I strongly recommend you NOT to depend on DataFrames.jl
, it's unnecessarily heavy. Returning Dict
or NamedTuple
or something like Tables.jl / StructArrays.jl
would be fine, it's trivial to pack into a DataFrame later.
both are good ideas, for MLJ you just want to make an interface package and register it with MLJ ecosystem; I don't know about SciML convention.
Good tips, thanks! Yes perhaps that is best.
e.g., could return a single object result::ResultType
that includes everything: .equations
would be a Tables.jl object of the Pareto frontier, .state
would be the search state, .options
would be a copy of the search options, .best
would be the best expression found (using a similar default as in PySR, combining accuracy and complexity). Perhaps you could call result(X, 5)
to compute the predictions of the 5th expression on the dataset. And plot(result, X, y)
to generate some nice default plots of the Pareto frontier.

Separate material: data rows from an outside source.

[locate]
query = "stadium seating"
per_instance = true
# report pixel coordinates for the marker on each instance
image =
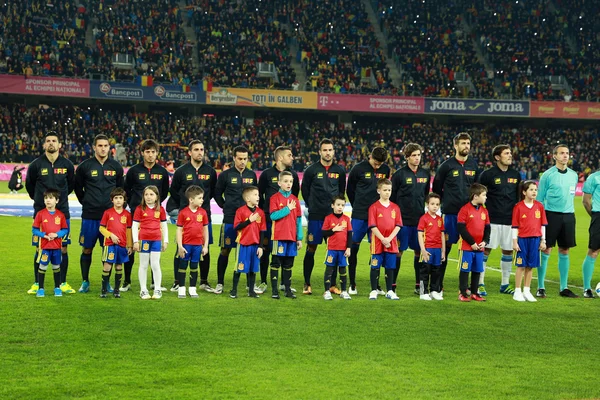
(22, 129)
(38, 37)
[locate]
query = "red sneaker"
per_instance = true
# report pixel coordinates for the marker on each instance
(477, 297)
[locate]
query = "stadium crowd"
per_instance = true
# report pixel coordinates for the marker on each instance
(22, 129)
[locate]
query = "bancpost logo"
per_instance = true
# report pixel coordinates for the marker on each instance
(174, 95)
(222, 97)
(481, 107)
(122, 93)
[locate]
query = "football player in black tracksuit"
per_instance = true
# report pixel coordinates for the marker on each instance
(503, 194)
(410, 186)
(51, 171)
(228, 195)
(95, 178)
(362, 193)
(198, 173)
(321, 182)
(141, 175)
(267, 187)
(452, 181)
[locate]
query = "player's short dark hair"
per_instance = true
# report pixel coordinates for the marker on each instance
(558, 146)
(383, 181)
(149, 144)
(338, 197)
(193, 191)
(379, 154)
(476, 189)
(432, 195)
(411, 148)
(100, 137)
(240, 149)
(283, 174)
(524, 186)
(325, 141)
(51, 192)
(497, 151)
(461, 136)
(118, 192)
(51, 133)
(280, 150)
(193, 143)
(247, 191)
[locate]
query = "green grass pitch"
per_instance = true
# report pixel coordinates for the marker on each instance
(216, 347)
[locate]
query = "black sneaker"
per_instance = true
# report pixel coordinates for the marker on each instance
(568, 293)
(588, 294)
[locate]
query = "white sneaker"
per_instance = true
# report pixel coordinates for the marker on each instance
(529, 297)
(345, 296)
(282, 288)
(518, 296)
(436, 296)
(391, 295)
(207, 288)
(258, 290)
(218, 289)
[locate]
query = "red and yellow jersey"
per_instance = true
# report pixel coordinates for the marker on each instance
(386, 219)
(250, 234)
(432, 228)
(117, 224)
(150, 220)
(475, 219)
(529, 221)
(339, 240)
(50, 223)
(192, 223)
(285, 228)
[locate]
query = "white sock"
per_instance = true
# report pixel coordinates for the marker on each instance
(143, 271)
(155, 265)
(506, 270)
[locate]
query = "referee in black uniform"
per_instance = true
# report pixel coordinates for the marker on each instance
(410, 187)
(198, 173)
(267, 187)
(502, 182)
(362, 193)
(141, 175)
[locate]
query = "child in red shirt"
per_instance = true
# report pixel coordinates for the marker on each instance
(115, 226)
(433, 249)
(50, 225)
(529, 238)
(338, 231)
(149, 224)
(473, 224)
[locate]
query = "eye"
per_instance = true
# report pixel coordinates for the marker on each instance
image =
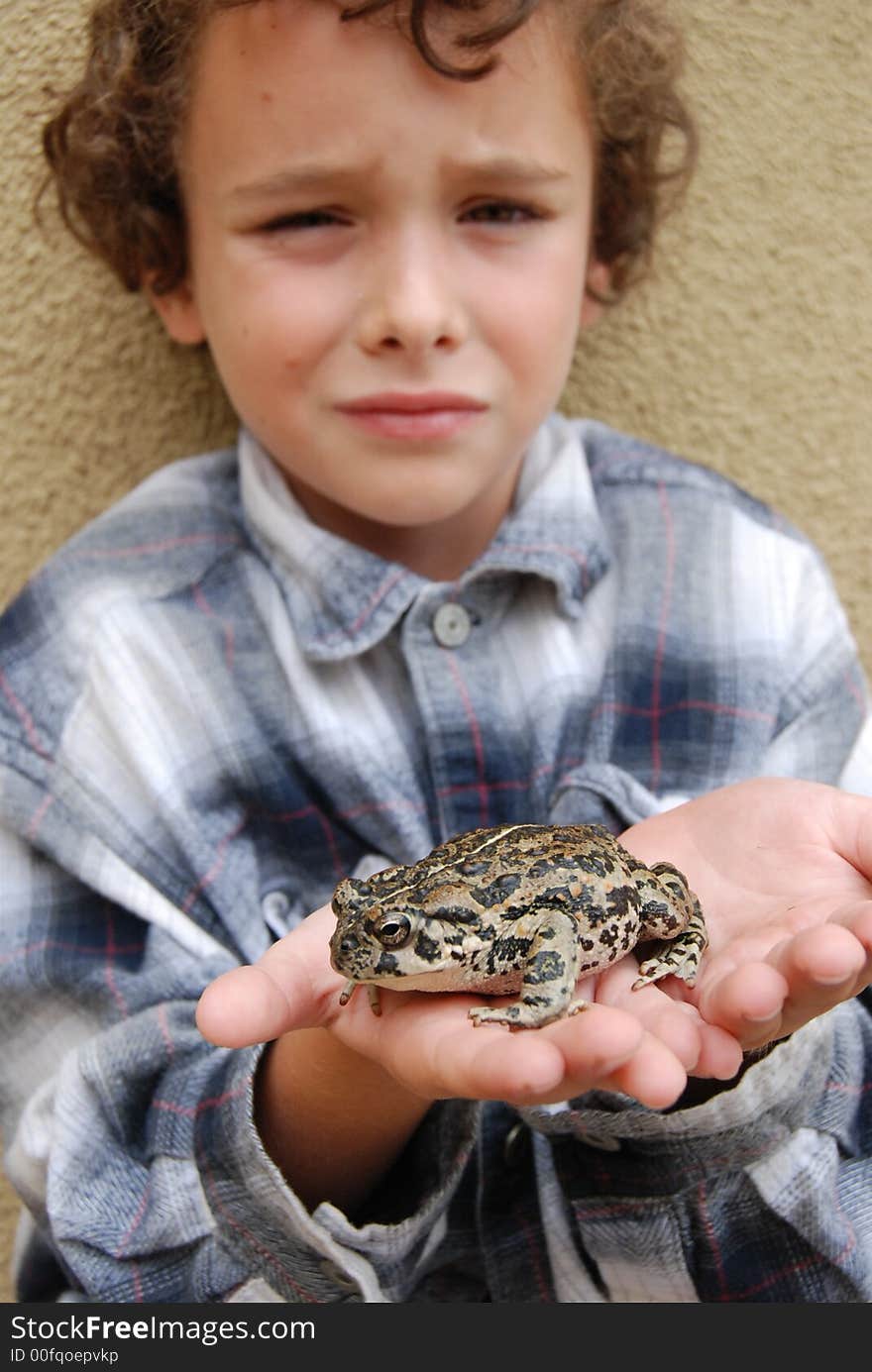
(393, 930)
(501, 211)
(302, 220)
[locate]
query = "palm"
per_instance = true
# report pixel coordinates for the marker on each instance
(778, 869)
(785, 873)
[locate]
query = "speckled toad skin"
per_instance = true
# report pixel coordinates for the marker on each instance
(520, 907)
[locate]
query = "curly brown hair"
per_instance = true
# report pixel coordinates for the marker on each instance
(111, 145)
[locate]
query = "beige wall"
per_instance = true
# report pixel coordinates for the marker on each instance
(750, 352)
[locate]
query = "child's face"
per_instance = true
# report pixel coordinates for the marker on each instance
(388, 266)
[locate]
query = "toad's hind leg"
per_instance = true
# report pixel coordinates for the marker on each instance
(550, 975)
(680, 925)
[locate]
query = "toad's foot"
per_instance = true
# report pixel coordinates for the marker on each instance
(679, 958)
(525, 1015)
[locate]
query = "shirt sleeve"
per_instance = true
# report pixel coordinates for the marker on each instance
(757, 1196)
(131, 1139)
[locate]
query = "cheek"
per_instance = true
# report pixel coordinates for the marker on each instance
(536, 310)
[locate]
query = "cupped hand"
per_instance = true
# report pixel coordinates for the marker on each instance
(785, 873)
(430, 1046)
(783, 870)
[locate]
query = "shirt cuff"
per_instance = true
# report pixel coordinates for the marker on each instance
(324, 1255)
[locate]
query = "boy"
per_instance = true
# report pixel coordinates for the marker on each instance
(415, 601)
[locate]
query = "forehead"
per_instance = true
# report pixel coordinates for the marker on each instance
(287, 75)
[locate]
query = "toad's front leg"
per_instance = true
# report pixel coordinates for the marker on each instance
(550, 969)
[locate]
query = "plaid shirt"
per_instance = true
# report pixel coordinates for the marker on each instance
(210, 709)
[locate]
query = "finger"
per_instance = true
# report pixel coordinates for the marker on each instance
(276, 994)
(526, 1066)
(747, 1002)
(242, 1007)
(821, 968)
(652, 1075)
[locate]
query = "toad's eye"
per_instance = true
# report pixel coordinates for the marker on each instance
(393, 930)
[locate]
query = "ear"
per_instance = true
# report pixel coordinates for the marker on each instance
(178, 313)
(598, 280)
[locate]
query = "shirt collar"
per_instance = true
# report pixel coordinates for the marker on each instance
(344, 598)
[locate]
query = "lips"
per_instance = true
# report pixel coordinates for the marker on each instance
(406, 414)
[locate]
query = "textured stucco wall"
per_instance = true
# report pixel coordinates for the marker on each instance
(750, 350)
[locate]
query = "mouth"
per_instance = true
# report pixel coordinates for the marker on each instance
(404, 414)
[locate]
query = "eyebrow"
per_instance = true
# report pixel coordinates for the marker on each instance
(312, 175)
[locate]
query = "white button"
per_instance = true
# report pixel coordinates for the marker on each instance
(451, 626)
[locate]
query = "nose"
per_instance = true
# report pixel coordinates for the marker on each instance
(412, 301)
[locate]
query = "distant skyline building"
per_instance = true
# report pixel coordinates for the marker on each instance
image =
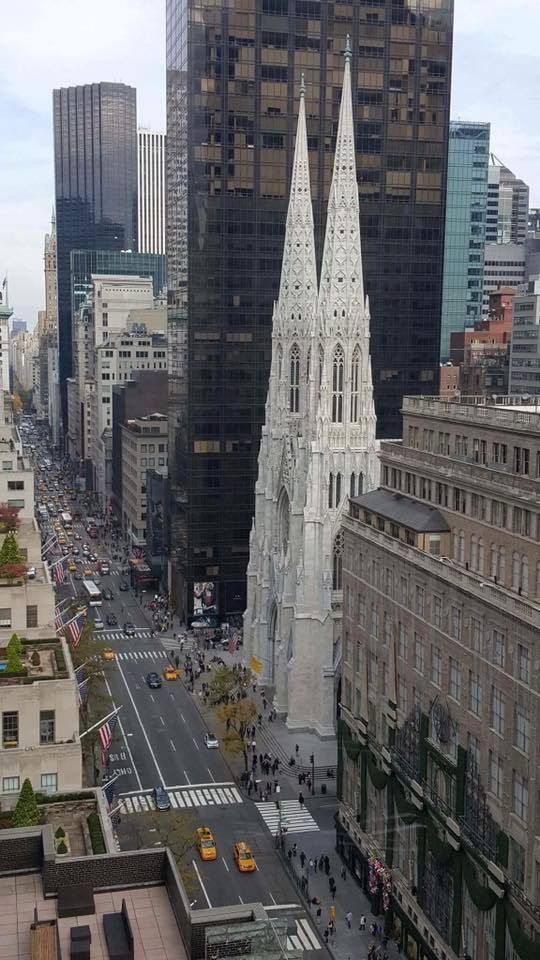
(233, 77)
(151, 191)
(508, 205)
(95, 158)
(465, 229)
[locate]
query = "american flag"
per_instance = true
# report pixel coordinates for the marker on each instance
(106, 732)
(59, 570)
(75, 630)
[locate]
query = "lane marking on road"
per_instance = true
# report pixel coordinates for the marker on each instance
(203, 888)
(145, 735)
(122, 731)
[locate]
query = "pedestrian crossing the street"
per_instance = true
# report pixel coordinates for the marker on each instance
(292, 817)
(305, 937)
(206, 795)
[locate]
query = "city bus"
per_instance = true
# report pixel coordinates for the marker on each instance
(91, 593)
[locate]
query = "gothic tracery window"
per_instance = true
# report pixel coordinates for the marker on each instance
(337, 565)
(337, 385)
(294, 386)
(355, 385)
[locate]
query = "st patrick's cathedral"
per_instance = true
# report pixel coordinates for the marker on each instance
(318, 443)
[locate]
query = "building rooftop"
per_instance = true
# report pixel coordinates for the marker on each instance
(404, 511)
(155, 930)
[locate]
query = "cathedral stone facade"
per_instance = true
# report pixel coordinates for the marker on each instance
(318, 443)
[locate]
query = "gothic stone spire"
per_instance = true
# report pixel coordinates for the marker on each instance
(295, 308)
(341, 293)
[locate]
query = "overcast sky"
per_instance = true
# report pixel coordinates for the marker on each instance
(52, 43)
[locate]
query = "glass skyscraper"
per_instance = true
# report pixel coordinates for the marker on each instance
(233, 78)
(95, 159)
(465, 231)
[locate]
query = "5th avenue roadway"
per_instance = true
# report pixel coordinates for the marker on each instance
(159, 742)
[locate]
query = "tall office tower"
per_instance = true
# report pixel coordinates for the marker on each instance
(151, 191)
(465, 230)
(232, 81)
(95, 158)
(508, 205)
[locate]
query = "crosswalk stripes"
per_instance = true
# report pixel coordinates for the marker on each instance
(142, 655)
(294, 818)
(305, 937)
(202, 796)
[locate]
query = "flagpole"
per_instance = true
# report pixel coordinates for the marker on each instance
(100, 722)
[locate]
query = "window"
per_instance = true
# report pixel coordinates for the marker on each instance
(436, 665)
(522, 728)
(476, 635)
(337, 386)
(294, 392)
(355, 385)
(10, 785)
(475, 694)
(497, 711)
(402, 641)
(10, 728)
(418, 653)
(523, 663)
(31, 615)
(498, 648)
(455, 679)
(5, 616)
(517, 862)
(49, 782)
(456, 623)
(496, 768)
(520, 795)
(46, 726)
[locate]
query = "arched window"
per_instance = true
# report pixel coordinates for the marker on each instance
(481, 555)
(525, 576)
(338, 489)
(337, 565)
(355, 385)
(294, 386)
(337, 385)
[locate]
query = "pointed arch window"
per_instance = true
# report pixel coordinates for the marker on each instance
(355, 385)
(337, 564)
(294, 384)
(337, 385)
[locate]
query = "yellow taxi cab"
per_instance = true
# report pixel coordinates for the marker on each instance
(205, 843)
(243, 857)
(170, 673)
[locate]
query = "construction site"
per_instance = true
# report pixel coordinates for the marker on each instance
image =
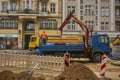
(91, 58)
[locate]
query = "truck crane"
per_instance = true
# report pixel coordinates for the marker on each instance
(92, 47)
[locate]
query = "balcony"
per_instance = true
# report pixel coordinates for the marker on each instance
(20, 11)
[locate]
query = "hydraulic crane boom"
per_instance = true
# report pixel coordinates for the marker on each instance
(82, 25)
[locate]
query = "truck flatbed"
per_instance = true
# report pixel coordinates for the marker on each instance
(69, 47)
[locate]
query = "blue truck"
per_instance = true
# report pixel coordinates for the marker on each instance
(92, 47)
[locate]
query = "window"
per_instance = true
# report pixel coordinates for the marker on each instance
(70, 9)
(104, 11)
(52, 8)
(4, 6)
(104, 0)
(89, 24)
(44, 7)
(13, 6)
(103, 39)
(104, 26)
(117, 11)
(81, 1)
(28, 4)
(48, 24)
(117, 1)
(117, 27)
(30, 26)
(7, 23)
(71, 25)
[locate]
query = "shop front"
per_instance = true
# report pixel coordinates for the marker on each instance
(8, 41)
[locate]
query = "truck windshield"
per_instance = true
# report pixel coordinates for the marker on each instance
(33, 39)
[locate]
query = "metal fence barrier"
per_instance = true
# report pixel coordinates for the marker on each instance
(27, 61)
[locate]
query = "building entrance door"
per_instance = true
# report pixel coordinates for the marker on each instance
(26, 44)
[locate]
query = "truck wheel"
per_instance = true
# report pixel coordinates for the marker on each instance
(97, 58)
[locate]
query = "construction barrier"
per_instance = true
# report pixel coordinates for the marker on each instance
(27, 61)
(67, 60)
(103, 66)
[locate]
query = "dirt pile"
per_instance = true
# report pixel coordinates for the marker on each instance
(8, 75)
(77, 71)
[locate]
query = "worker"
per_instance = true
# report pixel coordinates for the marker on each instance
(44, 38)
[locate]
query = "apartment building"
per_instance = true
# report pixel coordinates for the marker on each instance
(19, 19)
(99, 15)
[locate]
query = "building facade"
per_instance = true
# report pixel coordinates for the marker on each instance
(99, 15)
(19, 19)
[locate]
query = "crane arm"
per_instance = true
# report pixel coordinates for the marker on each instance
(82, 25)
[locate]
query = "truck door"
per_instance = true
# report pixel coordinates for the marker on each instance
(102, 43)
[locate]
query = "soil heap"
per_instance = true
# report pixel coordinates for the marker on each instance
(77, 71)
(8, 75)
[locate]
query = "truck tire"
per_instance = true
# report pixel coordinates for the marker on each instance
(97, 57)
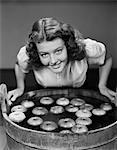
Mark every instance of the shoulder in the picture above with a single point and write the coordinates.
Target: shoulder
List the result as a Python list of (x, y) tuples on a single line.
[(22, 55), (94, 48)]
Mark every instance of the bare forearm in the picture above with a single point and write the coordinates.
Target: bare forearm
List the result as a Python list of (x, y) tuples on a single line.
[(20, 76), (104, 72)]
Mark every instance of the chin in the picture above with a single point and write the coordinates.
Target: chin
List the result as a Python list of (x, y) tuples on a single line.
[(59, 70)]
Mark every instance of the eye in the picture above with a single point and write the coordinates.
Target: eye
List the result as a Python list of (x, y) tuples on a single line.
[(58, 51), (44, 55)]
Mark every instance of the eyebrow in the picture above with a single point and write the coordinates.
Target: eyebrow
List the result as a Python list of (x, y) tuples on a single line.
[(61, 47)]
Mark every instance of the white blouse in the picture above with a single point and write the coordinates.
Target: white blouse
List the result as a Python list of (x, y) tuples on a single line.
[(75, 72)]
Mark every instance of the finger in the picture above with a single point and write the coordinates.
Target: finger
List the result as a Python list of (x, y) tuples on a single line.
[(10, 94), (112, 92), (9, 102), (14, 97)]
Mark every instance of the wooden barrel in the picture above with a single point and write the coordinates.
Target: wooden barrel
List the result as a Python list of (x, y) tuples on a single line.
[(20, 138)]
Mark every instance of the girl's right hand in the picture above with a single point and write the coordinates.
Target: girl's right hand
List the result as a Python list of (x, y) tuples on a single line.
[(12, 95)]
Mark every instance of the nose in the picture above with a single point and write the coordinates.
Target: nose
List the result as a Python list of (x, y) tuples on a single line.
[(53, 59)]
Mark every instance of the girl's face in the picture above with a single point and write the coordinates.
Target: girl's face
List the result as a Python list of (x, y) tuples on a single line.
[(53, 54)]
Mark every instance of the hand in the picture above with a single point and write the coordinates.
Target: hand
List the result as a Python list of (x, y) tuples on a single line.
[(108, 93), (12, 95)]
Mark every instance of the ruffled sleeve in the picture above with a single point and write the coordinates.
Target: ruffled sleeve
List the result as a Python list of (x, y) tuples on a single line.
[(95, 51), (23, 59)]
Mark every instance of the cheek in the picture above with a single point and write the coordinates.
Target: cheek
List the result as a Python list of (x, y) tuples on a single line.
[(64, 56), (44, 61)]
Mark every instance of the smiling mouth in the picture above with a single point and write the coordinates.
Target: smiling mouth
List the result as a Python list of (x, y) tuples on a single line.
[(56, 66)]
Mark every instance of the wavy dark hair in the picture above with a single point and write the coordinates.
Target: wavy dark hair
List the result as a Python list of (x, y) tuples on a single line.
[(49, 29)]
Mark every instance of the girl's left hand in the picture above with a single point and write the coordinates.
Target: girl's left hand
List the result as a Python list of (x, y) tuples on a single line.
[(108, 93)]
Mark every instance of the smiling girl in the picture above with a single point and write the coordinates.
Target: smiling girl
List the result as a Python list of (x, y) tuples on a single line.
[(59, 56)]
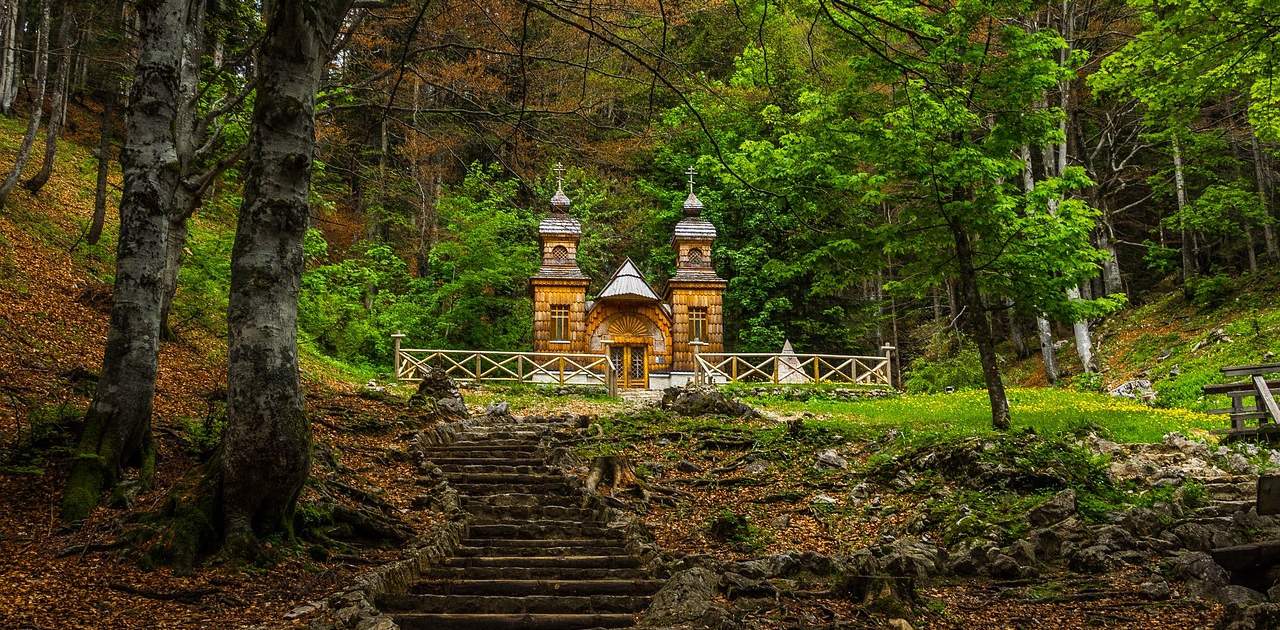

More importantly, printing result
would indicate these different fields in a nicely formatted output, so the user doesn’t need to read the API page.
Then, one could pass either result
or result.state
back to equation_search
to continue where it left off. (And perhaps it could just read the options
from there, or accept new options
if the hyperparameters are compatible)
Then, there could be new lightweight frontends for MLJ and SciML.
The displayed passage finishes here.